La conversación entre el coronel Mateo Ramírez y el mayor Echeverri se interrumpió cuando los dos escucharon el estruendo de una carga cerrada. Entre el monótono ritmo de los disparos aislados de lado y lado, esta descarga de fusilería hizo el efecto de la entrada de toda la orquesta en la ejecución de un concierto. Los disparos desde las orillas se suspendieron, un silencio que duró varios largos segundos pareció detener el tiempo y luego, una intensificación de los disparos y una gritería que parecía avanzar hacia el sitio en donde los batallones Boyacá y Briceño hacían tareas de contención, redoblaron la alerta.

Resguardados detrás de los costales con que había levantado sus trincheras, Mateo y sus hombres vieron asombrados que, envueltos en una nube dorada de polvo, venían en retirada los hombres del Batallón Vencedores. No se había escuchado ningún toque de corneta que lo indicara; repentinamente los disparos desde la otra orilla habían cesado y tanto el Batallón Caucanos como el Herrán intentaban contener la estampida humana que venía del puente de La Laja. Al ver a través de su largavista la marea de banderas rojas que avanzaba; al acercarse los rostros desencajados por el pánico de los soldados del Vencedores, comprendieron que algo grave e inesperado acababa de suceder. El enemigo había entrado a la orilla en donde las fuerzas del gobierno habían dispersado todos sus batallones; inexplicablemente habían puesto en fuga a los defensores del puente y, como si se tratara de una vanguardia de desmoralización y de pánico, el Batallón Vencedores en fuga, contagió a los demás. El ejército liberal había arrasado las primeras defensas, se había apoderado de pertrechos y prisioneros y avanzaba vencedor por el camino hacia Cúcuta, casi sin encontrar resistencia. Al llegar a la curva en donde Mateo y el Briceño defendían la ambulancia, abandonaron el camino y se internaron hacia las colinas. Desde sus trincheras, Mateo Ramírez siguió un doble espectáculo: por el camino, casi sin dar batalla cruzaron en retirada, hacia Cornejo, las fuerzas conservadoras. Desmoralizados, humillados, llevando a rastras a sus heridos, los soldados de los distintos batallones dejaban al pasar, armas y pertrechos porque en su desespero no querían llevar consigo nada que les impidiera la huida. Y más allá, y fuera del camino, como una tempestad que se alejaba hacia la colina, el ejército liberal.
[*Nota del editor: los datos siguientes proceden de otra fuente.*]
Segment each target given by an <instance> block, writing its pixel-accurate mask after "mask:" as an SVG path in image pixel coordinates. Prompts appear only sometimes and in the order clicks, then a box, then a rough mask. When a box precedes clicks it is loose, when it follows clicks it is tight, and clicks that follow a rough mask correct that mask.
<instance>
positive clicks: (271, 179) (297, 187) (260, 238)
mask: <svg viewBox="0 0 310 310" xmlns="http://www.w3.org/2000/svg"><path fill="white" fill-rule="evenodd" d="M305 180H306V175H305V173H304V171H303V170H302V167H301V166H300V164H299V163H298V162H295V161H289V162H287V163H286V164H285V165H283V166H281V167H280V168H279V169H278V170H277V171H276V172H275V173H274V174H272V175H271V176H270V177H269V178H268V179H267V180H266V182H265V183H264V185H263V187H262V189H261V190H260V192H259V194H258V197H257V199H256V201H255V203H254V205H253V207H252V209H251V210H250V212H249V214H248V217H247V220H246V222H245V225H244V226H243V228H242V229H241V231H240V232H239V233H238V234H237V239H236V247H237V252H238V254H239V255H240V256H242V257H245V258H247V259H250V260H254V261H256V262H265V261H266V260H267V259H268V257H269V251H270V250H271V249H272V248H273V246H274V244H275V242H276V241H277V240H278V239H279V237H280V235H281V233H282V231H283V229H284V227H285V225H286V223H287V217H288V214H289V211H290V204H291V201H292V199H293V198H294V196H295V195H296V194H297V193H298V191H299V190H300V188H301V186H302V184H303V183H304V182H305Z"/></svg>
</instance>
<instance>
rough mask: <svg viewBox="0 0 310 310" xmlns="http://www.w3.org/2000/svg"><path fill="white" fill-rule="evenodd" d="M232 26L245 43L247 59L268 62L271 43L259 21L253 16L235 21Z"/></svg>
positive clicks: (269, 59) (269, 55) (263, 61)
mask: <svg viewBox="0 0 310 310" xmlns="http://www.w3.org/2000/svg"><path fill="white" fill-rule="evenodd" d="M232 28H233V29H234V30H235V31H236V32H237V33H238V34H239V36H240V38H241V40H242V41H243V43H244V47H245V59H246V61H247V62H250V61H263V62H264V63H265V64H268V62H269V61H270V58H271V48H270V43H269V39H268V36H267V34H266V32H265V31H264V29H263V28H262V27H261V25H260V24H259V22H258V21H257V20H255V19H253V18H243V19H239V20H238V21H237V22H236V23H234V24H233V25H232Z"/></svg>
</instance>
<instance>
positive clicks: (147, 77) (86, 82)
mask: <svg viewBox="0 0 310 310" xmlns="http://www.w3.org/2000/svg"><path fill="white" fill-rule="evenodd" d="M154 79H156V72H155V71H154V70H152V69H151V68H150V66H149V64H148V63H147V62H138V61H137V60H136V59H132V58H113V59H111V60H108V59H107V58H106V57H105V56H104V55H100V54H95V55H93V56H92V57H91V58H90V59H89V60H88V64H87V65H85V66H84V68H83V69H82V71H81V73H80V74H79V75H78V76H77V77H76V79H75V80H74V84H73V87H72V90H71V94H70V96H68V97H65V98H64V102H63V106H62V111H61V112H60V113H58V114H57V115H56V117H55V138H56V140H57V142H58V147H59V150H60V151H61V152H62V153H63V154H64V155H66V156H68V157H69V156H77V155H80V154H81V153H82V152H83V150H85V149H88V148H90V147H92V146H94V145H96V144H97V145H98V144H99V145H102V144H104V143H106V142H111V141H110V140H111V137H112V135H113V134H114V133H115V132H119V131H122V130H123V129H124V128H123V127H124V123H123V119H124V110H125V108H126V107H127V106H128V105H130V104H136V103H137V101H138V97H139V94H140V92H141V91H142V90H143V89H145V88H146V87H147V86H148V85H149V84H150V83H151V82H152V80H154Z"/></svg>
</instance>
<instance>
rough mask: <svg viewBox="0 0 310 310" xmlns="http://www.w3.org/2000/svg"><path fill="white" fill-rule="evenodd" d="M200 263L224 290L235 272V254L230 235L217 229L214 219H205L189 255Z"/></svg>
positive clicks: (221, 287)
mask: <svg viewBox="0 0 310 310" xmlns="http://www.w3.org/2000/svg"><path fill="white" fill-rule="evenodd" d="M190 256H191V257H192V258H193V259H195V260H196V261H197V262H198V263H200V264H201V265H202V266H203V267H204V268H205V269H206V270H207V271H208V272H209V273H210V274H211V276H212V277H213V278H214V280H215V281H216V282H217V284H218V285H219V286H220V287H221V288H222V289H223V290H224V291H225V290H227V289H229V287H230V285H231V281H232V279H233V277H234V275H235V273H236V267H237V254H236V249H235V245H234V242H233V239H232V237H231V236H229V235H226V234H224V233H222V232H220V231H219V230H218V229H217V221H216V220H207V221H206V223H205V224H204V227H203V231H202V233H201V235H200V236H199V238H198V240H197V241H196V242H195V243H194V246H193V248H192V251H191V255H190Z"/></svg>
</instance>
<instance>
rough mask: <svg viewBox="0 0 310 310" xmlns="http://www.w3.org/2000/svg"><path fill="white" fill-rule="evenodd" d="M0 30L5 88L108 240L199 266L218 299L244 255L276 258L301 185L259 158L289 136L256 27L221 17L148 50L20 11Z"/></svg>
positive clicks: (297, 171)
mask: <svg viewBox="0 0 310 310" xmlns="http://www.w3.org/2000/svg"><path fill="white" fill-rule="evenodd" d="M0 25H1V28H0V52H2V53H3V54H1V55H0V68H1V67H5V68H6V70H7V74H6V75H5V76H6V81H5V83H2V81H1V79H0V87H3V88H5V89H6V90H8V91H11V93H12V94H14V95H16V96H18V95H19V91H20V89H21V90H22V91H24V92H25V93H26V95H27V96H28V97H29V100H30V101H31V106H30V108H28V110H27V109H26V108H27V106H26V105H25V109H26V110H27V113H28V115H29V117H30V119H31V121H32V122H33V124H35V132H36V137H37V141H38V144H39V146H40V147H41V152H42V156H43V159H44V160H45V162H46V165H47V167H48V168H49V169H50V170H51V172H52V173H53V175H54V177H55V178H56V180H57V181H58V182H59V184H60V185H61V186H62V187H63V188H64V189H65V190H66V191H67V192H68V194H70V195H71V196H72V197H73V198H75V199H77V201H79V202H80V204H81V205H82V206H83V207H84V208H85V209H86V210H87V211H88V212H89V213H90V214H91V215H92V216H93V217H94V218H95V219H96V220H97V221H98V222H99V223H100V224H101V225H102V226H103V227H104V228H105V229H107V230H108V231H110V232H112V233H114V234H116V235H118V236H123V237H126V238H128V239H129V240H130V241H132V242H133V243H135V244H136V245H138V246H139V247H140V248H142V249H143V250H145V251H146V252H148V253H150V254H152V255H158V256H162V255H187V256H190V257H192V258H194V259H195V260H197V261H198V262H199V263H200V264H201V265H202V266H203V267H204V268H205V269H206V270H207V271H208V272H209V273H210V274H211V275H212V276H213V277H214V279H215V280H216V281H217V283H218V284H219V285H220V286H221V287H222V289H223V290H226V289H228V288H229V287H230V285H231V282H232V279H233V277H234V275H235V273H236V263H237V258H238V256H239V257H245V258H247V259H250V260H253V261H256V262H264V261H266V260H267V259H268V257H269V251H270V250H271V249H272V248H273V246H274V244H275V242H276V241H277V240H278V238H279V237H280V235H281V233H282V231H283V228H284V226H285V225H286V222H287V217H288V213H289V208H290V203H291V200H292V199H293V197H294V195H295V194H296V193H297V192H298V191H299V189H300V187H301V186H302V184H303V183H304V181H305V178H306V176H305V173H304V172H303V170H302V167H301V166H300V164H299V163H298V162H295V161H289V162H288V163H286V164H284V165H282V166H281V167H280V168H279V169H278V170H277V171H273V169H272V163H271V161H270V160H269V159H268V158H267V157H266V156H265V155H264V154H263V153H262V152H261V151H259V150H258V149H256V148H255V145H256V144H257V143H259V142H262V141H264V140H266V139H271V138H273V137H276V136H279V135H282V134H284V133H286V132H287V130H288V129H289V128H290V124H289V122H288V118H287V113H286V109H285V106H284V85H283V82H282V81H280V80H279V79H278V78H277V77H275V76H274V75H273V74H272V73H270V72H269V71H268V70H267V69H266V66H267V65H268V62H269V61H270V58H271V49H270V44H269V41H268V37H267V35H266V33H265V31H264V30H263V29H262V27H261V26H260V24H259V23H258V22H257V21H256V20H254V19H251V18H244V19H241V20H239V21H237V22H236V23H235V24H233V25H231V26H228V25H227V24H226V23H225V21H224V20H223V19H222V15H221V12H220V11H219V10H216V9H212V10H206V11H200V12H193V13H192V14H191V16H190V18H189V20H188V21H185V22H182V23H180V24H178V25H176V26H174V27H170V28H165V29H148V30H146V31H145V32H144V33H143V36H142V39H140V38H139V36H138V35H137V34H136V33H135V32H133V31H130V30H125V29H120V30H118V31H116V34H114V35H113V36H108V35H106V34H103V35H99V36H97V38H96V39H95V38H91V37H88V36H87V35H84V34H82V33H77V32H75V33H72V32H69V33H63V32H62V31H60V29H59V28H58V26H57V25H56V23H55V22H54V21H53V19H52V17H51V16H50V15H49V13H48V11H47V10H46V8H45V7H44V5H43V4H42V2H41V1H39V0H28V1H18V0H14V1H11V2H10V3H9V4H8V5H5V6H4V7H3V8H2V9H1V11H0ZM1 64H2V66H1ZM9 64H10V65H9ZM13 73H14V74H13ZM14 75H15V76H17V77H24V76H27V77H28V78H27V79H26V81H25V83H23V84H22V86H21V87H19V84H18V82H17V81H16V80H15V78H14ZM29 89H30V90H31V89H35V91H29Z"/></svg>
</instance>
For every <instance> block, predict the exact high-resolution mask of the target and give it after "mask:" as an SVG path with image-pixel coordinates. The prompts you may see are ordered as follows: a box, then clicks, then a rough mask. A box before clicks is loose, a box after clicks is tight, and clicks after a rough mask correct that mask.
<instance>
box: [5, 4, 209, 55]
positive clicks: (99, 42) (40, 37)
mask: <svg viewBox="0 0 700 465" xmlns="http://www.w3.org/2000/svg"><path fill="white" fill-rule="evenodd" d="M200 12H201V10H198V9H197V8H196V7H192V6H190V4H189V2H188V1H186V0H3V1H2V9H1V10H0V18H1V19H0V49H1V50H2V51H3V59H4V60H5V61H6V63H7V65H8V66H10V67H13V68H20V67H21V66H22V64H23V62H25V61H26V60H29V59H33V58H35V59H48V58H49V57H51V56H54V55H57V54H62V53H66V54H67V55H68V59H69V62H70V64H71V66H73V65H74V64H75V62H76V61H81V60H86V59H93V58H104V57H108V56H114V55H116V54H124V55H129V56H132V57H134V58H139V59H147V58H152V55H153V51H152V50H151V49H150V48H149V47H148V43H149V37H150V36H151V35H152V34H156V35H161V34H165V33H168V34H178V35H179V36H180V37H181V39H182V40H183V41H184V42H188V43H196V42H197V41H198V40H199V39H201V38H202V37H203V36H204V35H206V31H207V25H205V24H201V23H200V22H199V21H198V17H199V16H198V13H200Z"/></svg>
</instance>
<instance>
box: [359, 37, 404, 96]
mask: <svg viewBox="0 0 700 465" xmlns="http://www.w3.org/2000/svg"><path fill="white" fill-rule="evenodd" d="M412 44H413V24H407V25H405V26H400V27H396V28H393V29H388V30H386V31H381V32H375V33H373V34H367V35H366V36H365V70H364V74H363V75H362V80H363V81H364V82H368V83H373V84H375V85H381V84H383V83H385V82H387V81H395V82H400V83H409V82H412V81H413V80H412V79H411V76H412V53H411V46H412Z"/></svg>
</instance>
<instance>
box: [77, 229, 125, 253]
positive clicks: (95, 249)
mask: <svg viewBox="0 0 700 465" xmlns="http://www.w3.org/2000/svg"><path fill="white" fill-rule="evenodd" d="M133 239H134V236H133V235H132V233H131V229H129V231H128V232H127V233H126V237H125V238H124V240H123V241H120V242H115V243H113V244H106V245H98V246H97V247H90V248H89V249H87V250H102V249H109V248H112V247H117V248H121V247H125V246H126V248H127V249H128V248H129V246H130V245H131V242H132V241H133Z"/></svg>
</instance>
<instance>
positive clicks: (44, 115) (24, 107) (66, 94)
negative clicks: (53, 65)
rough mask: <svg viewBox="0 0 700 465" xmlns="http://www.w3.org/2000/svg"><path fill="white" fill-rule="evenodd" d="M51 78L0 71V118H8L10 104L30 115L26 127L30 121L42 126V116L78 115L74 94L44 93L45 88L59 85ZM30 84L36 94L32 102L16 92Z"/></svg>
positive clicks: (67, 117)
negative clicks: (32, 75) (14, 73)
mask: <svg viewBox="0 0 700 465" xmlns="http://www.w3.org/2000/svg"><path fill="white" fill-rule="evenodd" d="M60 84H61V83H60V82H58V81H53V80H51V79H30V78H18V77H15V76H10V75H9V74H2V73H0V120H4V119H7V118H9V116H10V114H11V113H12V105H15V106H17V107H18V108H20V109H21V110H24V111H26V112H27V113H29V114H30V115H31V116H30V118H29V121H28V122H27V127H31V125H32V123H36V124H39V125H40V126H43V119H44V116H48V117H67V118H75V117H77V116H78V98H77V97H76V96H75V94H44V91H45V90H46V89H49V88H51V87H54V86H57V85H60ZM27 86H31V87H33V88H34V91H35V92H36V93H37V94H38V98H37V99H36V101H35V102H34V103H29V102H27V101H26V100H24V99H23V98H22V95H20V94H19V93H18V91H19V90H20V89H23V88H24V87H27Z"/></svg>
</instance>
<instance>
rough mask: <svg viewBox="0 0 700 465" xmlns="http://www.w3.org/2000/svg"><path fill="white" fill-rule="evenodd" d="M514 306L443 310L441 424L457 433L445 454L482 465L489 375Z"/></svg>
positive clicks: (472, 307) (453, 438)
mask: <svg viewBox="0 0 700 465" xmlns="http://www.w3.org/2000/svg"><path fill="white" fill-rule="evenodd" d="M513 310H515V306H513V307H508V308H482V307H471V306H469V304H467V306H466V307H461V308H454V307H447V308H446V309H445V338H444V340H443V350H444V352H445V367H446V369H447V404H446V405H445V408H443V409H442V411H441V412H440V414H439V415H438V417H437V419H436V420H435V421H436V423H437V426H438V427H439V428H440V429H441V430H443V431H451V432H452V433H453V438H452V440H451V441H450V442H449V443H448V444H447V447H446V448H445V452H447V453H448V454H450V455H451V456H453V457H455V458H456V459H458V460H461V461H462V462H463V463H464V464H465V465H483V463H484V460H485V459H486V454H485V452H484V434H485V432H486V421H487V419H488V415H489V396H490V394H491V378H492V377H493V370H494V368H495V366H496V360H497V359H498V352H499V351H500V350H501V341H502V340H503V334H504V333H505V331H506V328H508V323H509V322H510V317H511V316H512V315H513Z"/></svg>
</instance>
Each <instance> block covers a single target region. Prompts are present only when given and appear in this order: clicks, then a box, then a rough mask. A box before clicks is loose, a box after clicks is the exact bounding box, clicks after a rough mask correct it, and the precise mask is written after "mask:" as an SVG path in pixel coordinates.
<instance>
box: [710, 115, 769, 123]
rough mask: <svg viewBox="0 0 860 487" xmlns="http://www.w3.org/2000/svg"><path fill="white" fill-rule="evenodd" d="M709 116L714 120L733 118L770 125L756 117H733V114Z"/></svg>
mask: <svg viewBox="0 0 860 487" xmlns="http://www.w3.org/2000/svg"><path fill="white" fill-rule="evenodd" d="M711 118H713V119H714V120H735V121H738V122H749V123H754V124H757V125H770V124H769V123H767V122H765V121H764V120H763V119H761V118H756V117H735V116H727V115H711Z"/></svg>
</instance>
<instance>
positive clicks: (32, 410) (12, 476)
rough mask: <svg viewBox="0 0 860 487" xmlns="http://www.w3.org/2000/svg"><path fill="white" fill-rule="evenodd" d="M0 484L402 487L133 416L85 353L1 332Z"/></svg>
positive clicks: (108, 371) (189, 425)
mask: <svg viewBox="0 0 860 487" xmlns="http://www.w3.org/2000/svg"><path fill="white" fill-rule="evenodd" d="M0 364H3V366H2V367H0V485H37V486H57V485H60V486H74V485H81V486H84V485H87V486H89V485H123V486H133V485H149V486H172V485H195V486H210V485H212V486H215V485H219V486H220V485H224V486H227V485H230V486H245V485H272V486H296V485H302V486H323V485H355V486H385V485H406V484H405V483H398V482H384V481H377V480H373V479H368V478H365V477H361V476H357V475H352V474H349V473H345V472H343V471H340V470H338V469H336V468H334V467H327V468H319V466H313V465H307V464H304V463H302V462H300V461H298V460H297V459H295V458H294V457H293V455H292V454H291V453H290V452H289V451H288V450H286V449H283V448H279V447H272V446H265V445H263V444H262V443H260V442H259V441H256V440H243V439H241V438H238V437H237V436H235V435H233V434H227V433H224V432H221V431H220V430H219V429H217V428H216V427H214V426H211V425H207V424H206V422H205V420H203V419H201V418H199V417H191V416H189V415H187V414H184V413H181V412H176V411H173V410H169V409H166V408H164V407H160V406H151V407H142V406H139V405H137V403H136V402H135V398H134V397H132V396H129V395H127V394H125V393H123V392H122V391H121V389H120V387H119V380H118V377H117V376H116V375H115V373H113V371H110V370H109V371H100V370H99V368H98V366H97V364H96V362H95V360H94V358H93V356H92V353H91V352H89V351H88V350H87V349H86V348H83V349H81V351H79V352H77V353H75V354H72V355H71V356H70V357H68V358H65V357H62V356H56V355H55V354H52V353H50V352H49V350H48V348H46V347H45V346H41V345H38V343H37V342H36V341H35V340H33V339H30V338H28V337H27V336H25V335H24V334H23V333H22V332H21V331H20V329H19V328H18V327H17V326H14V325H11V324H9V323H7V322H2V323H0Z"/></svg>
Sólo al anochecer cesó el ruido de los disparos y se pudieron oir, con toda su nitidez aterradora, los gritos de los heridos, sus lamentos y blasfemias junto con las voces coléricas y torpes de los que, para ahogar el miedo, el dolor o la cobardía, se habían embriagado hasta la inconsciencia. Con las corrientes de aire del río llegaban hasta el campamento de Mateo, en oleadas periódicas, el olor de la pólvora, de la carroña, de la leña quemada, junto con el de los nardos. Una extraña combinación parecida a la de la vida.